Poverty is still holding Asia’s tigers in a trap
AUSTRALIA and the west are engaged with South- East Asia like never before, as the so- called tiger economies mature and the focus of international business and finance itself shifts east from the traditional centres of Europe and North America.
But it’s not all business: the region is still a part of the developing world and vast swathes of the population still live in poverty.
Subsequently, the opportunities for people who want to make a difference socially are just as great as for those of a more mercantile persuasion, and Austraining International is seeking more and more volunteers and technical professionals alike to join their burgeoning business in this region.

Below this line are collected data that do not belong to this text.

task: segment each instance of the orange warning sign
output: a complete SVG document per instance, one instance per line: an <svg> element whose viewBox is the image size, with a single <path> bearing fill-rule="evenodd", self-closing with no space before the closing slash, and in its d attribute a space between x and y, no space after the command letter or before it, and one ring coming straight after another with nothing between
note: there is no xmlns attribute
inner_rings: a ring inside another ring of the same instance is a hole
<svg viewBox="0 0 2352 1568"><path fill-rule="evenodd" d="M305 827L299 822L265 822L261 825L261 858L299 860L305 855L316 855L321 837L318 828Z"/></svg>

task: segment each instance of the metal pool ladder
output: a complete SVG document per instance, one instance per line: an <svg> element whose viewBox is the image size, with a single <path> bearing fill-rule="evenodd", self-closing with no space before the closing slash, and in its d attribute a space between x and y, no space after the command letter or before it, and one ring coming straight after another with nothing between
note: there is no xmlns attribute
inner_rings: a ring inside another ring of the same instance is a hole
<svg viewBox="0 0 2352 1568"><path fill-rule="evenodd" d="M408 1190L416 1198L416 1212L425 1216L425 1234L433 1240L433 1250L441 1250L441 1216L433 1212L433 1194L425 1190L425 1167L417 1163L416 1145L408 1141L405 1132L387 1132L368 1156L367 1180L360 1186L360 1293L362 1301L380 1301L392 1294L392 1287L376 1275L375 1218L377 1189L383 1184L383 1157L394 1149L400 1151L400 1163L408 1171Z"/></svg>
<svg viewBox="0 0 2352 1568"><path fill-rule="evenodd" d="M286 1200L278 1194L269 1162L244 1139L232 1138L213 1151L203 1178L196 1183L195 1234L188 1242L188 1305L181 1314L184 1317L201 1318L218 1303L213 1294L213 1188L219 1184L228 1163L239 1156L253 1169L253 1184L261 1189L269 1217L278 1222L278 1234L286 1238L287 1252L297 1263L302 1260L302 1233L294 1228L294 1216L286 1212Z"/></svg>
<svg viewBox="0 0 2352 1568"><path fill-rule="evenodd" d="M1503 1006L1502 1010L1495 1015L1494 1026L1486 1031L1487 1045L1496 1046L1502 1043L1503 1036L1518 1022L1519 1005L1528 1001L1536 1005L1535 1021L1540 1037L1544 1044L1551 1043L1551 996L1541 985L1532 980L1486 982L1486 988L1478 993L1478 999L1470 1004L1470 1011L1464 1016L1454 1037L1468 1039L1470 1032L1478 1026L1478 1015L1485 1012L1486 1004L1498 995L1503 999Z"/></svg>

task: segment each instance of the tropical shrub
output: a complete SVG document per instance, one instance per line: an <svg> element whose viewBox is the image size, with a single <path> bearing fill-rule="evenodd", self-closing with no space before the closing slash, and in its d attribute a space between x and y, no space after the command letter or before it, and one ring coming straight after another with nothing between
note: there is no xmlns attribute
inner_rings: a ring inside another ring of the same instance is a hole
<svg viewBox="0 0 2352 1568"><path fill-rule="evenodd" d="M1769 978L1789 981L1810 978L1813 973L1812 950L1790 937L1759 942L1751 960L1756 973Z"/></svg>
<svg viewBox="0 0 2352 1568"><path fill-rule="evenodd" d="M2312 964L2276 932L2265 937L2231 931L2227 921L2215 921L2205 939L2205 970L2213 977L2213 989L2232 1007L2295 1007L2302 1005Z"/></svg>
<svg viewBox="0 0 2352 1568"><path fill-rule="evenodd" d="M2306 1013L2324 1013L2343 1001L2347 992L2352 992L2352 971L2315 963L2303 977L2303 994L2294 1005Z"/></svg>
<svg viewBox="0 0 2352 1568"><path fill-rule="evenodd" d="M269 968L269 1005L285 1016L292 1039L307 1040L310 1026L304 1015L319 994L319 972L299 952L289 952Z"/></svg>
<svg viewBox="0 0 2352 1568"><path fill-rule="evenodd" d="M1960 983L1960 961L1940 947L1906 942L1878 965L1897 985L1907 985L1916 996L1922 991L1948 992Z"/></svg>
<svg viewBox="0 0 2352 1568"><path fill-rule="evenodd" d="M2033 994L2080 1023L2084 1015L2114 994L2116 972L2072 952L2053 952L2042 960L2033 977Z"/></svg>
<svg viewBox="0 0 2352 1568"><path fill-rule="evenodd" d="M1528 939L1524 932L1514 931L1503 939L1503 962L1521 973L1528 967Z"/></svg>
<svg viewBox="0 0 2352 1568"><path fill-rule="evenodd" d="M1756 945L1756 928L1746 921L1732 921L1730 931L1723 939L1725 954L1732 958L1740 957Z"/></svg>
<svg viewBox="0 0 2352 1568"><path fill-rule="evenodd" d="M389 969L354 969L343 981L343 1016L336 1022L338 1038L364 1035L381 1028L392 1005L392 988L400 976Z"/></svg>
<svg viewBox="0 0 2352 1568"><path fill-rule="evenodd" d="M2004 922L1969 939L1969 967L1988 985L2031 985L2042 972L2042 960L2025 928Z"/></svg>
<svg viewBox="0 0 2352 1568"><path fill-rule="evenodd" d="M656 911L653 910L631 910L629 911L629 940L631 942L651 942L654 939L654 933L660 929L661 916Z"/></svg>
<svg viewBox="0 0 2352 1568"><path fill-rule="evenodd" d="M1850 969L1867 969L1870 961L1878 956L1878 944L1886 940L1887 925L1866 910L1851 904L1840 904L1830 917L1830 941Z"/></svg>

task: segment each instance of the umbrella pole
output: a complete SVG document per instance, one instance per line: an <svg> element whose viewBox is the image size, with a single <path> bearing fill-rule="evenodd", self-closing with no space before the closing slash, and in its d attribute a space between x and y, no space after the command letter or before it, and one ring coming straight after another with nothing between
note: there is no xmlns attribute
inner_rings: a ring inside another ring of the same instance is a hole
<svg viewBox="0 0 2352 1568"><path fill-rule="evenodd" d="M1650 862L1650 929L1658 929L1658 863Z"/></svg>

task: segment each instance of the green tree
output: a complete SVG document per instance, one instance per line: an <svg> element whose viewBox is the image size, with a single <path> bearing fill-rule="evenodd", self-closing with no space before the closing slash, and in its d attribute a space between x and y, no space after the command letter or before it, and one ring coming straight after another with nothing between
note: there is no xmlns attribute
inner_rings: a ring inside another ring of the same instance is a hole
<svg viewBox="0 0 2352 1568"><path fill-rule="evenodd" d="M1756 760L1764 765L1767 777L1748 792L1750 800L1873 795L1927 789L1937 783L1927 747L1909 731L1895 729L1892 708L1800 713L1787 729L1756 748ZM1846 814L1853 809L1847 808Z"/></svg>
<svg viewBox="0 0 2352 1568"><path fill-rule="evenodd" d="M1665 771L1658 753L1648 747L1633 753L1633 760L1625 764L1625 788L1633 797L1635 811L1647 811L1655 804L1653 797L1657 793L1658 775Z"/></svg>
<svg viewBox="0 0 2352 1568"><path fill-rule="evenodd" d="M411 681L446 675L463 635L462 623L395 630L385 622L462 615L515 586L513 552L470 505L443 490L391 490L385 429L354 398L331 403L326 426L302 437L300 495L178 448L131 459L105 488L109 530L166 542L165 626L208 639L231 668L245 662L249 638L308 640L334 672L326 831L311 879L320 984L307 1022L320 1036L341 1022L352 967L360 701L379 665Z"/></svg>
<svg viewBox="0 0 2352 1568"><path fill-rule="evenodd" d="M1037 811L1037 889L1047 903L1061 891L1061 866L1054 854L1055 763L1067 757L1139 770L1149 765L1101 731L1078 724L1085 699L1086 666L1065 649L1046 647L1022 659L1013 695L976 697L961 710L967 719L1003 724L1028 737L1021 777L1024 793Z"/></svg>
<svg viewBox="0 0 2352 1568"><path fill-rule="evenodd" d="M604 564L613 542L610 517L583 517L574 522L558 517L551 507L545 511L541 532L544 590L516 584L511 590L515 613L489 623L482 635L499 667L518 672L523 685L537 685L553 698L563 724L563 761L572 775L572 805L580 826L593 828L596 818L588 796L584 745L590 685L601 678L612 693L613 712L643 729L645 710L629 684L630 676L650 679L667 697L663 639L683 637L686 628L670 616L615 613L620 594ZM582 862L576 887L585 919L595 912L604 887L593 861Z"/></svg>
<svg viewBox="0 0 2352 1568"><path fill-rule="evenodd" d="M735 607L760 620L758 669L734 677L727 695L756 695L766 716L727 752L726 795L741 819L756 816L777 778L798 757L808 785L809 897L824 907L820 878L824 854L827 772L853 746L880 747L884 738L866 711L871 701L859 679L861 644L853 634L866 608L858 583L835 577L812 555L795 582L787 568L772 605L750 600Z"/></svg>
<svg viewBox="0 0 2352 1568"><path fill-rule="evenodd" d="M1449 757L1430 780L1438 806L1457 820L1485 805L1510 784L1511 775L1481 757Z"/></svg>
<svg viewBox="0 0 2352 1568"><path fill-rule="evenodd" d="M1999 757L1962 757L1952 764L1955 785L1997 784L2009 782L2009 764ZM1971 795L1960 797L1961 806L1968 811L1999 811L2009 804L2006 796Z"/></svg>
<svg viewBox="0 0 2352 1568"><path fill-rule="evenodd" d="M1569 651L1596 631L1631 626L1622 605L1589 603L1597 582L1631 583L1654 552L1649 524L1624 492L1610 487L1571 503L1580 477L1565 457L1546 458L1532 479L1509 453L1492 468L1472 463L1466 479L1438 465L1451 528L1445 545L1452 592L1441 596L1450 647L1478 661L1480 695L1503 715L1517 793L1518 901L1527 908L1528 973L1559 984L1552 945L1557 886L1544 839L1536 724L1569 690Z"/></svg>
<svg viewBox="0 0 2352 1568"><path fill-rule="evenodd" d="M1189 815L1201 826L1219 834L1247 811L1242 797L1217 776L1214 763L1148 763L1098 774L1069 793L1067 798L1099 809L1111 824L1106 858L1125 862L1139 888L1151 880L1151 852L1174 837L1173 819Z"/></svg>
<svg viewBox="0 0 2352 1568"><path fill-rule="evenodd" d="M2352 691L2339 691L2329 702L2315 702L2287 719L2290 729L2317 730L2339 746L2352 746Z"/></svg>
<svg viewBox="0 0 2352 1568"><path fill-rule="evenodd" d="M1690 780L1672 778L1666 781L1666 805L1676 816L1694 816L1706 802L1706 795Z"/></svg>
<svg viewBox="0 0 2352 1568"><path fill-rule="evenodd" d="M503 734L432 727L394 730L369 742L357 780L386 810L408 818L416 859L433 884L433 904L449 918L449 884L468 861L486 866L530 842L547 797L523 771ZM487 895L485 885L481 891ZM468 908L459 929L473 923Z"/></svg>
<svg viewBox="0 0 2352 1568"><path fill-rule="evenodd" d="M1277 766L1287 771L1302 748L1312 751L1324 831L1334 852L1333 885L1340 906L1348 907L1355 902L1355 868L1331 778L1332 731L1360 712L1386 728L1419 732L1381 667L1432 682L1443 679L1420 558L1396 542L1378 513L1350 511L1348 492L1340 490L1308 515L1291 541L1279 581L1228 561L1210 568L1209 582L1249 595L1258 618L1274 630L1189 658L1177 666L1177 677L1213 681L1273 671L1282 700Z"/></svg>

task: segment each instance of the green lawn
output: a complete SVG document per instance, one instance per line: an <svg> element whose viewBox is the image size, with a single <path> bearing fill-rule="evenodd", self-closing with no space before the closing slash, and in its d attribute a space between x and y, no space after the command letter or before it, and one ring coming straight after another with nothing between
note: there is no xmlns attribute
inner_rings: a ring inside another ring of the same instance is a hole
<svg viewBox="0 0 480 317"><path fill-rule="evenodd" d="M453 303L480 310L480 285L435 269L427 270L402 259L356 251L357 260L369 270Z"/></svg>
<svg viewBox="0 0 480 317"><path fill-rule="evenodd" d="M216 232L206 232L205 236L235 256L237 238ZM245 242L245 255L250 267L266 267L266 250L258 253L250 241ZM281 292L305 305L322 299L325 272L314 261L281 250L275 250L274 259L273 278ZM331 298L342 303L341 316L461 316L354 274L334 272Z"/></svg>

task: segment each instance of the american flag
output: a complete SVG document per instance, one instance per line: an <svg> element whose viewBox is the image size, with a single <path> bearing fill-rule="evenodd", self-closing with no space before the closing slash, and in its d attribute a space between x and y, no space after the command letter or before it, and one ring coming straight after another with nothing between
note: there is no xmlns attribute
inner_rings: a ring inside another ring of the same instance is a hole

Austraining started life around 15 years ago - with the South Australian state government as major shareholder - in the project management of agricultural projects but is growing from being a niche provider to delivering a rounded business covering education, technical assistance and implementation of governance structure.
Business development director, Tony Vonthoff, believes Austraining’s growing range of services provides benefits to both Australia and the countries it works in beyond what is immediately provided.
‘‘ We contribute a lot more than our relatively modest shareholder return: we provide a lot of political capital and a lot of political goodwill, we are involved in developing skills in developing countries,’’ he says. ‘‘ Geographically speaking, we’re looking at the Indonesian region and the Philippines because the government is focusing on education provision because better education leads to better results in so many areas.
‘‘ We work with women in developing countries and also children - there are so many people living in poverty in those areas and poor education leads to a poor amount of choices and a lack of opportunities.’’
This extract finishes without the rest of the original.